Climate change will increase wildfires by 50 percent by 2100, study says

As told by a new report conducted by the United Nations Environment Program, the world could see an increase in wildfires due to continued changing climate conditions.

The report cited two main factors, land-use change as well as climate change, as the driving force behind extreme wildfires, and the it projects that the number of wildfires will rise by 14 percent by 2030, 30 percent by the conclusion of 2050, and 50 percent by 2100.

“Wildfires are burning longer and hotter in places they always have occurred, and are flaring up in unexpected places too, in drying peatlands and on thawing permafrost,” states the report, which also attributes greenhouse gases that have been added to the earth’s atmosphere as the driver of rising global temperatures from humans burning fossil fuels.

Following the Industrial Revolution, global surface temperatures have increased by roughly 1.8 degrees Fahrenheit, as noted by the National Oceanic and Atmospheric Administration.

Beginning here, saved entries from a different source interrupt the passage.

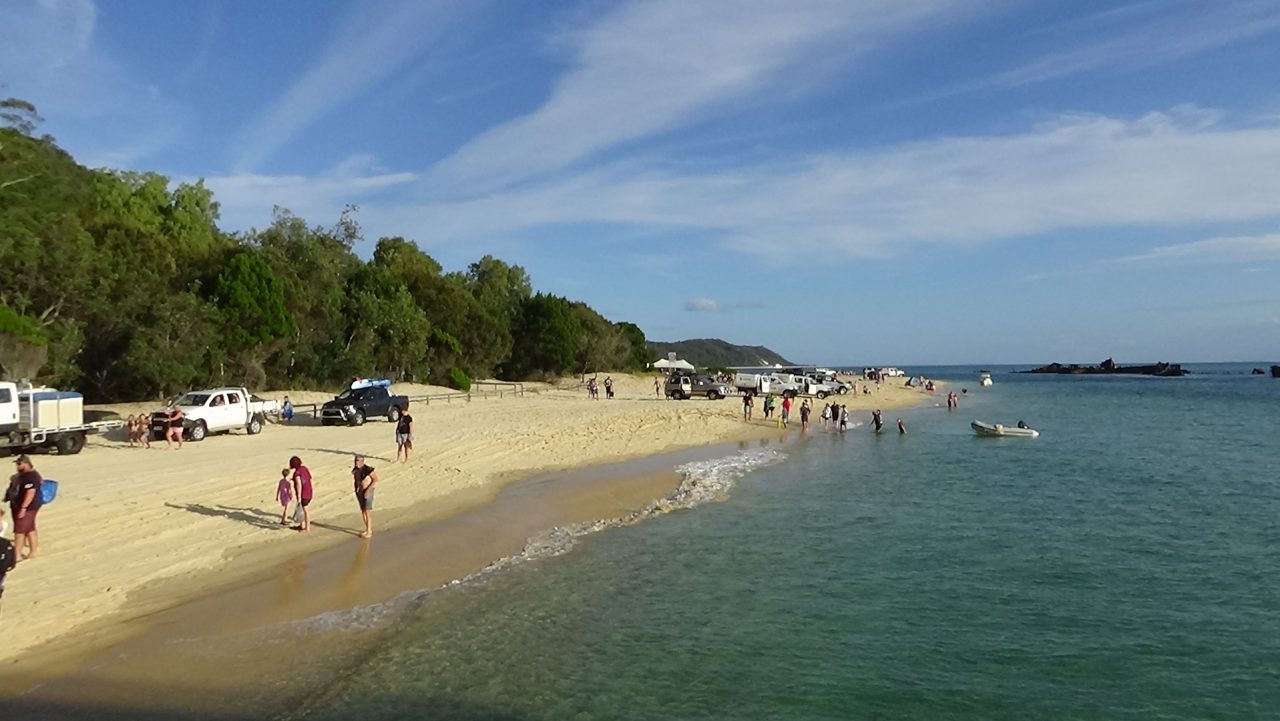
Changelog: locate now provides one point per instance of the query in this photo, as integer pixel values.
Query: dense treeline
(122, 286)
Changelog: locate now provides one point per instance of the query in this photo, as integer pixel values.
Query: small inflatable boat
(1000, 429)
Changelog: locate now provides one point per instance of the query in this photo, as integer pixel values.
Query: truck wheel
(69, 445)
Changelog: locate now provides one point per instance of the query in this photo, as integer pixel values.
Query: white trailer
(753, 382)
(45, 418)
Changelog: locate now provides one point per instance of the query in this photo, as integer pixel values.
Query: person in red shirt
(302, 491)
(23, 496)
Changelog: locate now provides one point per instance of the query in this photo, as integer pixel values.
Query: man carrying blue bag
(24, 497)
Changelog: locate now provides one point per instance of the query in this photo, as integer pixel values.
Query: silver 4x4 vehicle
(682, 386)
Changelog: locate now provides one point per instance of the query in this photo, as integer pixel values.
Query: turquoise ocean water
(1124, 565)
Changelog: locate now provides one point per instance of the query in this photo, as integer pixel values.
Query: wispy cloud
(708, 305)
(1078, 172)
(94, 105)
(1237, 249)
(369, 44)
(703, 305)
(247, 200)
(1134, 37)
(656, 65)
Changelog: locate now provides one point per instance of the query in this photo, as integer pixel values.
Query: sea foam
(702, 482)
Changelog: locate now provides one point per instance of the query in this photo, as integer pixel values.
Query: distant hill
(713, 352)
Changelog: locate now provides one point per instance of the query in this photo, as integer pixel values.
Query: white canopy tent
(670, 364)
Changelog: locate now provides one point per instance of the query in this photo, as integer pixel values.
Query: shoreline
(350, 591)
(636, 439)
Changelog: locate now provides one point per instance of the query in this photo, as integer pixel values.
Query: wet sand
(246, 652)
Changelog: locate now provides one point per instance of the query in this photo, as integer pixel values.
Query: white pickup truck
(216, 410)
(787, 384)
(45, 418)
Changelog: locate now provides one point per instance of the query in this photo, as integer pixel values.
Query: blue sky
(846, 182)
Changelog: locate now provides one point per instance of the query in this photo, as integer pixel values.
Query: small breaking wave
(702, 482)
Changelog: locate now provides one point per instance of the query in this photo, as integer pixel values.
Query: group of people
(593, 387)
(296, 488)
(138, 428)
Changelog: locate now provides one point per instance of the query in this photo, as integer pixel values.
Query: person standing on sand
(302, 491)
(284, 494)
(23, 496)
(364, 478)
(8, 556)
(403, 433)
(174, 429)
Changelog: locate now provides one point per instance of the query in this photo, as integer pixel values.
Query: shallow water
(1124, 565)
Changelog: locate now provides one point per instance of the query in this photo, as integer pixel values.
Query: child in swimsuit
(284, 494)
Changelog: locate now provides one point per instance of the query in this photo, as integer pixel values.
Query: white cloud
(703, 305)
(1237, 249)
(1119, 41)
(656, 65)
(248, 200)
(1079, 172)
(370, 42)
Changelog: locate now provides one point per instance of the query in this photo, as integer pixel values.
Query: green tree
(545, 338)
(638, 352)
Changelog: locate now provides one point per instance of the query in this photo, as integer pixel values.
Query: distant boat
(1000, 429)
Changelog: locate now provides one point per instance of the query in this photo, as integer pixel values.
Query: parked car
(216, 410)
(353, 406)
(684, 386)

The U.N. report states that climate change additionally results in more extreme events in the weather, like stronger winds, more dry lightning, and overall higher temperatures which more quickly dry out the vegetation that feeds wildfires. Those consequences have all risen in tandem over the past few decades as the climate continues changing.

“The heating of the planet is turning landscapes into tinderboxes, while more extreme weather means stronger, hotter, drier winds to fan the flames,” the report notes.

Still, people continue to construct homes and other buildings in areas that are already often the location of wildfires. Scientists have warned repeatedly that the mixture of adding new dwellings in wildfire-prone areas as well as the steadily changing climate is extremely dangerous, which is a conclusion supported by the U.N. report.